But as we know, grief is a messy experience. And everyone’s grief is subjective. Thus, the tools we need to heal are unique to each of us. Grief can often feel like we’re grasping in the dark for a tool we don’t know how to use. In this modern world of infinite information, we have access to endless support. The work we have, however, is finding the tools that suit us best.

Just over a year ago, I lost my heart dog, Momo. In the generous outpouring of love I received, I found an abundance of support and tools to carry me through my experience. As time went on, many of these tools found their way to the surface and became a part of my own healing.

The following are a collection of metaphors, stories, quotes, tools, and books that helped me through my own grief.


The ball in the box metaphor is one of the more helpful I’ve found. The idea is that when you experience loss, your grief is triggered by a ball hitting a button inside of a box. I know it’s a bit convoluted so here’s an illustration.

Fig. 1 shows us a ball (grief) inside a box (us) and a button (our triggers). When we try to go about our life, that ball bounces around and hits that button often, triggering us to feel any of the countless stages of grief. As time goes by, the ball (our grief) becomes smaller (fig 2.). That button is still there, and still gets triggered, however it happens much less often. Much like the DVD logo hitting the corner of the screensaver in The Office.

Find a metaphor that suits you. I’ve heard grief compared to a river, waves, a rollercoaster, a long valley, a river, and countless others I haven’t heard that might support your journey (oh, a journey is another metaphor).

Short Stories

Here are a few stories — one from a child’s perspective, and one from an old man. The story of Shawn and Belker tells us of a little boy who lost his dog, and had a wiser response than most adults. Have a box of tissues nearby.


Sometimes, all it takes is a collection of strategically arranged words to help us reframe something we can’t quite understand. The following are a few quotes that live inside of me, and offer me comfort from time to time.

“It’s all the love you want to give, but cannot. All that unspent love gathers up in the corners of your eyes, the lump in your throat, and in that hollow part of your chest. Grief is just love with no place to go.

― Jamie Anderson

When asked what happens after we die, Keanu Reeves said “I know that the ones that love us will miss us.”

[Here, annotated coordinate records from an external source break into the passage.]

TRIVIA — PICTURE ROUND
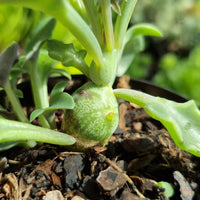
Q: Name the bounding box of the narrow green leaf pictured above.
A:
[47,40,89,76]
[124,23,162,43]
[114,0,137,49]
[0,42,18,87]
[30,81,75,122]
[117,36,145,76]
[0,119,75,145]
[27,17,56,52]
[114,89,200,157]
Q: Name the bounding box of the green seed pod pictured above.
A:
[62,82,119,150]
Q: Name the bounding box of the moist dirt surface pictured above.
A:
[0,76,200,200]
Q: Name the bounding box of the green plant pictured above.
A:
[131,0,200,51]
[153,46,200,105]
[0,0,200,156]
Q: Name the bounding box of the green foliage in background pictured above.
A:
[132,0,200,49]
[126,53,152,79]
[154,45,200,105]
[0,5,43,51]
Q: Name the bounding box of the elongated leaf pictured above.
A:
[124,23,162,43]
[117,36,145,76]
[30,81,75,121]
[0,42,17,87]
[0,119,75,145]
[114,89,200,157]
[47,40,89,76]
[27,17,56,52]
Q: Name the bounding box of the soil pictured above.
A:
[0,78,200,200]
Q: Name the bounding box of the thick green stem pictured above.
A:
[114,89,155,108]
[101,0,114,52]
[114,0,137,49]
[29,53,55,128]
[4,80,29,123]
[0,0,103,65]
[83,0,104,46]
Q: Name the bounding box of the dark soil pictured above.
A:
[0,76,200,200]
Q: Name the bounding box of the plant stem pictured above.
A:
[114,0,137,49]
[114,89,155,108]
[4,79,29,123]
[101,0,114,52]
[29,52,55,128]
[83,0,103,46]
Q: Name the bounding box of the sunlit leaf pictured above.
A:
[30,81,75,121]
[114,89,200,157]
[0,43,18,87]
[26,17,56,52]
[0,118,75,145]
[125,23,162,43]
[117,36,145,76]
[47,40,89,75]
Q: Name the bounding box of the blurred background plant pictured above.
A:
[126,0,200,105]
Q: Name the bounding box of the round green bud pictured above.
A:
[62,82,119,150]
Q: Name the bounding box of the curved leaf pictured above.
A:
[124,23,162,43]
[30,81,75,122]
[0,118,75,145]
[0,42,18,87]
[114,89,200,157]
[47,40,89,76]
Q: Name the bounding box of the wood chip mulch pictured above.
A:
[0,76,200,200]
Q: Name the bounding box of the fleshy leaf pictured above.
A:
[125,23,162,43]
[0,43,18,87]
[0,118,75,145]
[117,36,145,76]
[47,40,89,76]
[30,81,74,121]
[114,89,200,157]
[117,23,162,76]
[27,17,56,52]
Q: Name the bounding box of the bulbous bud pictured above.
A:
[62,82,119,150]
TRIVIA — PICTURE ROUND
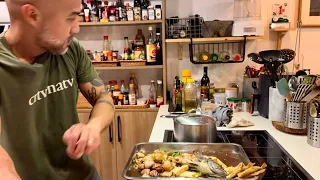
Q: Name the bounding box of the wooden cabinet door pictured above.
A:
[78,113,117,180]
[115,112,157,180]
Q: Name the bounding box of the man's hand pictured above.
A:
[62,123,100,159]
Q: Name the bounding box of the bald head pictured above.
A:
[6,0,81,54]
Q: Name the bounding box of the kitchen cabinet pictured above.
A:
[115,112,157,180]
[78,112,117,180]
[78,109,158,180]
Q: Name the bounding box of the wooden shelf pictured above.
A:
[95,65,163,70]
[166,36,263,43]
[270,28,295,32]
[79,20,162,26]
[77,107,159,113]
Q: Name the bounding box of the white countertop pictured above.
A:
[149,105,320,180]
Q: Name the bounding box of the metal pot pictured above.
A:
[173,110,217,143]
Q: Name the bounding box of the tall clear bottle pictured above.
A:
[146,26,157,65]
[149,80,157,106]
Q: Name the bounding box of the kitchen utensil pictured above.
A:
[268,87,290,122]
[248,53,264,64]
[301,87,320,102]
[277,64,289,80]
[284,102,309,129]
[293,84,314,102]
[288,76,298,94]
[122,143,250,180]
[277,78,292,101]
[309,101,319,118]
[308,117,320,148]
[173,109,217,143]
[297,75,307,85]
[302,75,317,85]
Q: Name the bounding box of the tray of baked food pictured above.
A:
[122,143,267,179]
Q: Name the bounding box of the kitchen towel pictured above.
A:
[269,87,285,122]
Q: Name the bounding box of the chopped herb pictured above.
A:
[172,152,181,158]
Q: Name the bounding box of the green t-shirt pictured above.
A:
[0,33,98,180]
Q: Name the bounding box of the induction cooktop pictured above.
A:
[163,130,314,180]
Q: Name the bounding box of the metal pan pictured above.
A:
[122,143,250,180]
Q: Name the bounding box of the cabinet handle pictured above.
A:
[109,123,113,143]
[118,116,121,142]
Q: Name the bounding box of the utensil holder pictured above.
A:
[284,102,309,129]
[308,117,320,148]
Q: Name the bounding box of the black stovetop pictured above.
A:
[163,130,313,180]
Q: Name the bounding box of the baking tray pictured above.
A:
[122,143,250,180]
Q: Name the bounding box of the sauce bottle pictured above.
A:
[112,85,120,105]
[157,80,164,107]
[129,84,137,105]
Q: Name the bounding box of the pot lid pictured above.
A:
[174,115,215,126]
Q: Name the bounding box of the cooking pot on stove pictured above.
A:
[173,109,217,143]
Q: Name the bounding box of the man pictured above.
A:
[0,0,114,180]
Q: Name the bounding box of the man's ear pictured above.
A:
[20,4,41,27]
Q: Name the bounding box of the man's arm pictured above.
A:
[79,78,114,132]
[0,145,21,180]
[63,78,114,159]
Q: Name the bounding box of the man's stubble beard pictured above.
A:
[36,28,69,55]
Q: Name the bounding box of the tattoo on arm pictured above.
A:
[86,78,109,105]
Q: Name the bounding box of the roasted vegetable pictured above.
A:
[179,171,201,178]
[141,169,150,175]
[149,170,159,177]
[162,160,173,171]
[144,160,155,169]
[172,152,181,158]
[172,165,189,176]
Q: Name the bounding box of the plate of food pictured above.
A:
[122,143,267,179]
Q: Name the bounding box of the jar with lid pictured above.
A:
[227,98,240,112]
[183,78,197,113]
[123,92,129,105]
[148,6,155,20]
[142,7,149,20]
[112,84,120,105]
[213,88,227,106]
[155,5,162,20]
[118,94,124,106]
[127,5,134,21]
[241,98,250,112]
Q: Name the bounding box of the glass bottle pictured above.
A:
[123,37,131,60]
[120,80,126,94]
[129,73,140,99]
[183,78,197,113]
[201,66,210,101]
[112,85,120,105]
[103,36,111,61]
[174,80,182,112]
[149,80,157,105]
[129,84,137,105]
[157,80,164,107]
[154,28,162,65]
[146,26,157,65]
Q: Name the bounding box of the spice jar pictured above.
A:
[123,92,129,105]
[142,8,149,20]
[156,5,162,20]
[112,51,119,61]
[148,6,155,20]
[118,94,124,106]
[241,98,250,112]
[227,98,240,112]
[127,7,134,21]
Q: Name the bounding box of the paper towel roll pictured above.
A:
[269,87,285,122]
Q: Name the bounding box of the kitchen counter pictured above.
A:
[149,105,320,180]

“Grief is like a long valley, a winding valley where any bend may reveal a totally new landscape.”

― C.S. Lewis


Further Reading

Final Words

In our healing journey, I believe the world will give us the tools we need to process it in our own way. Some of the best tools I’ve found were intentional and active processes. I decided to have an at home euthanasia for Momo, which was performed on a friend’s farm with loved ones next to a river. Having a ceremony for Momo, I believe, was fundamental to my own closure. It allowed me to let go. We don’t all have this privilege, as often our pets are taken from us unexpectedly. A ceremony could still be useful in these occasions, or a dedicated event of sorts.

Being outside, meditating, talking with friends, and loving my new dogs Yaya and Boo helped me immensely as well. I hope this article and these tools find you and offer you some comfort in knowing that though your journey is unique, you are not alone.